Rex v Mabuza (19 of 2000) [2000] SZSC 22 (1 December 2000)



In the matter between:











Browde JA:

The appellant was charged in the High Court with rape. It was alleged by the Crown that on or about the 28th April 1998 and at or near MOyeni area, Siteki, in the Lubombo District. The accused had wrongfully and intentionally had unlawful sexual intercourse A without her consent.

The appellant pleaded not guilty and the evidence for the Crown consisted mainly of occupants of the house in which the offence is said to have taken place. The first witness was B who stated in evidence that she lived at Moyeni with the complainant, her aunt C and other children.” The witness as still at school and was 16 years old. She identified the appellant in court “the one who attacked us at home.” She stated that she together with the other occupants of the house were asleep on the 28th April 1998. She and her aunt were sleeping on the bed. She felt someone grabbing her feet and when she tried to light a match, she was hit by a person there. That person turned out to the appellant who ordered them to get out of the bed with which they complied. He informed them he had some people outside who had planted three bombs which he could activate. He ordered all the “kids” (which included the witness) from the bed, placed them on the floor and kept the complainant and C on the bed. She noted that she heard one of the women cry.

In the early hours of the morning, the appellant who was apparently still on the bed, fell asleep and the witness was asked by the complainant to call one Mr.

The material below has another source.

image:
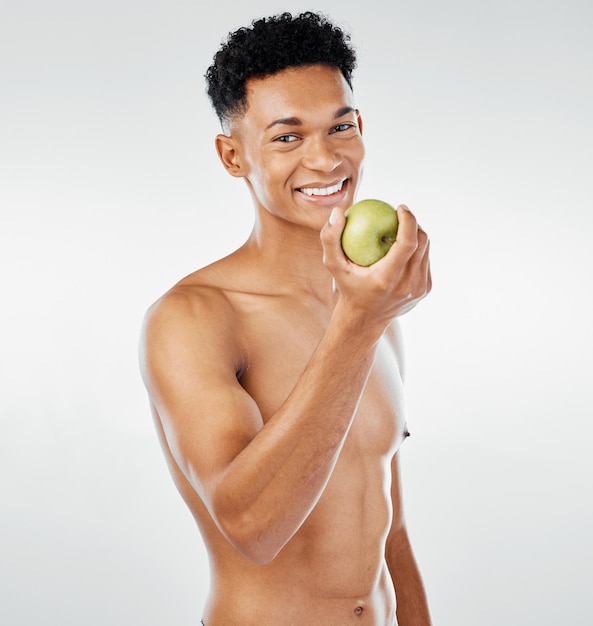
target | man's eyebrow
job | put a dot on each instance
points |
(295, 121)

K. The witness also said that the appellant had informed them that he had gained entry through the window in which there was a hole and that the person that she heard crying was the complainant.

Under cross-examination it was put to her by the appellant that what she had told the court was a fabrication. It appears clear however, that the appellant was on the bed in question that night since the witness said that he remained there until the morning and that is when infact she saw him and realised that he was the intruder from the night before. The witness admitted that the appellant had a “girlfriend” in the house whose name was N but stated that she was not there that night.

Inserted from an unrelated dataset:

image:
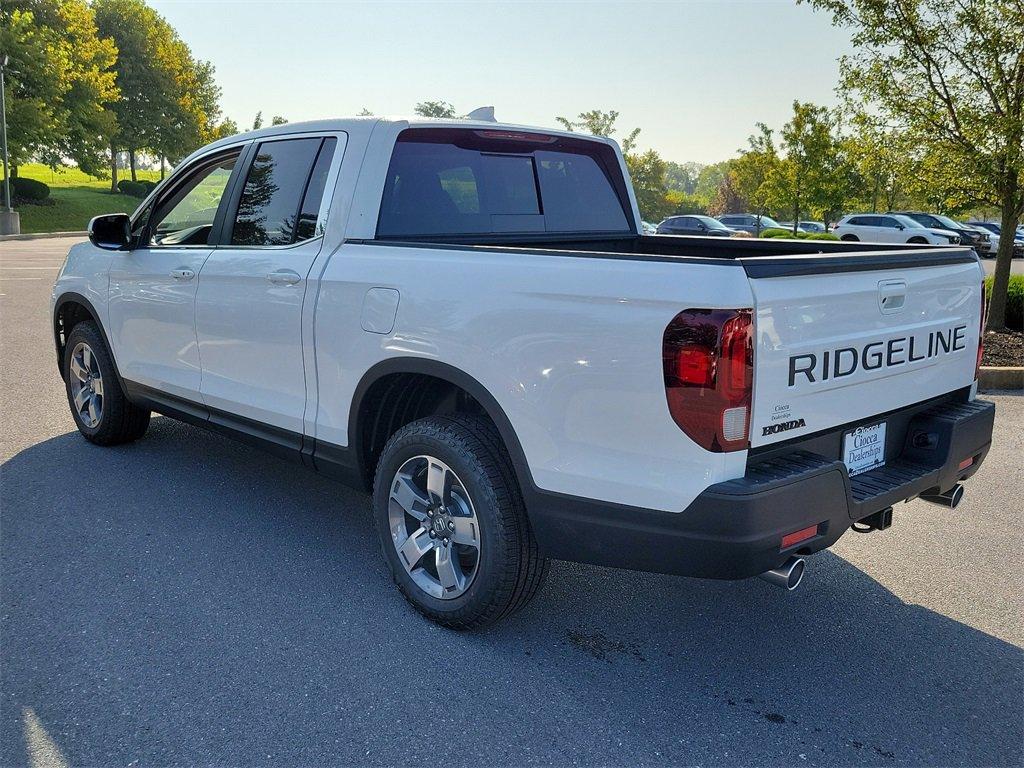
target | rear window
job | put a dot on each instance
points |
(455, 181)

The male K who was called by D at the instance of the complainant informed the court that when he got to the house of the complainant, the appellant was still asleep, on the bed which gave him the opportunity to call the police and have them take the appellant away. When he arrived at the house the complainant started crying “loudly” and he calm her down. He spoke to the appellant when the latter awoke and stated the appellant said to him that the reason he went into that house said is that he was drunk and that he wanted to sleep. The witness is cross-examined by the appellant but the last mentioned statement was not questioned by him. The complainant corroborated the evidence of T almost to its entirety. She said that the girlfriend of the accused N did not live in that house but lived away from there. She also stated that they were threatened with a gun when they were all ordered out of the bed and that ultimately when others were on the floor the appellant struck her and (inaudible) with open hands. He told them that he wished to have sexual intercourse with them and that he was not joking and “was not afraid of anything because he has killed people before.” He also mentioned the bombs outside which he could activate. She went on to say that the appellant after (inaudible) her on the left side of the arm stripped her and had sexual intercourse with her without her consent. After he had satisfied himself he fell asleep. She was of the opinion that he was under the influence of alcohol when he arrived there.

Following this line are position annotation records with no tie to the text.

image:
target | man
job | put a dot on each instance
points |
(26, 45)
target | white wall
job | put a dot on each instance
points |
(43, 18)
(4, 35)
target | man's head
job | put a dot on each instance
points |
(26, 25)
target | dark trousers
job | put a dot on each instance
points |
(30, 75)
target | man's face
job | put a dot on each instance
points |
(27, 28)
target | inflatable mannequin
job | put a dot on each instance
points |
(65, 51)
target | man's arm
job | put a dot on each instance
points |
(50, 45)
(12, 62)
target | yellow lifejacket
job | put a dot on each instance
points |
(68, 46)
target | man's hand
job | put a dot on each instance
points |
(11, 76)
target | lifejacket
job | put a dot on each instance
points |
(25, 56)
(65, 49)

The only significant point in cross-examination was that the appellant made it clear that he denied having sexual intercourse with the complainant but for the rest of her evidence had little to say. Apart from the direct evidence given by the complainant herself there is ample evidence to prove that the appellant had sexual intercourse with the complainant. I refer to the evidence of the young woman D who said when the other people in the room were ordered out of the bed and she heard the complainant crying and she said, “I could hear the sound of the bed as if something was happening.”

Then there was the evidence of the Detective Joseph Ndlela who said that when he was summoned to the home of the complainant the next morning. He entered and found the appellant still asleep, lying and the blankets over his body. He shook him several times and finally woke up the appellant. As soon as he stood up the Detective noticed that the appellant’s trousers and underpants were below knee level.


I agree : J.H. STEYN JA

I agree : T. BECK JA

Delivered on the day of December 2000.